Deskripsi objek wisata
Benteng Van dibangun atas perintah penguasa Urartu, Raja Sardur yang Pertama, di tepi Danau Van pada abad kesembilan SM. Dahulu kala, di kaki benteng, ada kota kuno Van (Tushpa) yang berkembang pesat, yang kebanjiran karena naiknya permukaan air di danau. Juga, orang-orang Armenia, Seljuk, dan Ottoman yang memerintah di sini pada waktu yang berbeda membantu kota itu jatuh ke dalam kehancuran, jadi tidak banyak monumen kuno yang diturunkan ke sezaman.
Yang paling terpelihara di antara reruntuhan yang bertahan hingga hari ini adalah Kyzyl Jami abad ke-13, atau Masjid Merah, dan Ulu Jami, atau Masjid Agung. Lima kilometer dari sini adalah Toprakkale, yang merupakan ibu kota Urartu pada masa Raja Rasutin.
Barang antik yang ditemukan oleh para arkeolog sebagai hasil penggalian menunjukkan tingkat peradaban yang tinggi di kota Van. Karya-karya paling berharga ada di museum arkeologi Ankara, sisanya di museum arkeologi lokal.
Di sisi barat pintu masuk benteng terdapat menara Sarduri. Ini berisi batu nisan runcing yang ditulis oleh Sarduri dalam bahasa Asyur. Mendaki sudut barat laut benteng, Anda dapat melihat batu nisan Raja Urartu Argishti I dan paku dinding. Di bagian selatan benteng terdapat makam raja-raja Urartu.

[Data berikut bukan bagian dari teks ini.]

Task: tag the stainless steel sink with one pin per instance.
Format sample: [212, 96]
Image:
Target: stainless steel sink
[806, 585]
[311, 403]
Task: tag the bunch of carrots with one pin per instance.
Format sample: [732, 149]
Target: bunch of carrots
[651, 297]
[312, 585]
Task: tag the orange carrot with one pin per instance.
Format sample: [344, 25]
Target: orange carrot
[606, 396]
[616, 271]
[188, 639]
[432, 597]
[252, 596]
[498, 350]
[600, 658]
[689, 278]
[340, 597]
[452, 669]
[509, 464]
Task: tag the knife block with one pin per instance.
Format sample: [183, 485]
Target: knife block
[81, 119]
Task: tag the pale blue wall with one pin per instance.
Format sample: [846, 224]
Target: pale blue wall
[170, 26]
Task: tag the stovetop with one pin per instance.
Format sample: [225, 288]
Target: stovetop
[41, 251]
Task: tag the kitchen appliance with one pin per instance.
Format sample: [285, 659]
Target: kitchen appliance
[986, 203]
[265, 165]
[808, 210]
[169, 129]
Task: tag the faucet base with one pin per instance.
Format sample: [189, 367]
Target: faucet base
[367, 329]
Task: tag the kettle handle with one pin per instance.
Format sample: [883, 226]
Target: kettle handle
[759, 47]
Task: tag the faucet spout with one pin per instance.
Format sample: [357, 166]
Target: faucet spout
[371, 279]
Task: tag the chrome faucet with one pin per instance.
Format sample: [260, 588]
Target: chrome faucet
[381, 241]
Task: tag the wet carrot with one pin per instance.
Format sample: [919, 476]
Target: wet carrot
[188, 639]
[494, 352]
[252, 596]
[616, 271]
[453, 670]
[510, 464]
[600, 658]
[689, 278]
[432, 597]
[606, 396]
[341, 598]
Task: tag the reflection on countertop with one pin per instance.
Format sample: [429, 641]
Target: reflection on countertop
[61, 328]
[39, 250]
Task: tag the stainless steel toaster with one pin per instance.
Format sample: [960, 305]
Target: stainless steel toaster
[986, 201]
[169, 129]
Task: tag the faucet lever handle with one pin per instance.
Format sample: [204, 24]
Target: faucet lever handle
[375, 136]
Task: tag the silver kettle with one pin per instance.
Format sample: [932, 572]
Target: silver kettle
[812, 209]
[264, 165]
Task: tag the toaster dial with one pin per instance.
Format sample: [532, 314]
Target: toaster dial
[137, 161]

Dari atas, benteng adalah permukaan batu, gurun dengan fragmen langka dari dinding benteng dan menara yang runtuh. Juga terlihat dari atas adalah makam Abdurahman Gazi - seorang suci, untuk beribadah yang abunya para peziarah khusus datang ke Van. Ada sebuah masjid kecil di sebelah kanan benteng.
Di dinding selatan tebing, ada sejumlah besar anak tangga yang putus di tengah jalan. Tangga seperti itu dapat dilihat pada gambar batu Van dari awal abad kesembilan belas. Kemungkinan besar, mereka menghubungkan benteng dengan kota secara langsung, karena jika tidak, untuk mencapai batu dari kota, Anda harus berkeliling dan menggunakan lereng yang lebih landai.
Di bagian bawah benteng, pemandangan kota mati yang luar biasa terbuka. Raja Urartu dan rombongannya tinggal di benteng, dan kota itu sendiri berada di bawah. Tetapi apa yang bertahan hingga hari ini bukan lagi Tushpa, tetapi sisa-sisa kota Armenia yang hancur, yang terletak di tempat yang sama dengan Tushpa. Gurun mati yang besar, di mana waktu telah berhenti, membuat kesan yang kuat pada wisatawan.
Di bagian kanan bawah benteng, dinding benteng yang baru dibangun berliku-liku seperti pita putih yang menyilaukan. Jalan menuju pusat kota lurus ke depan.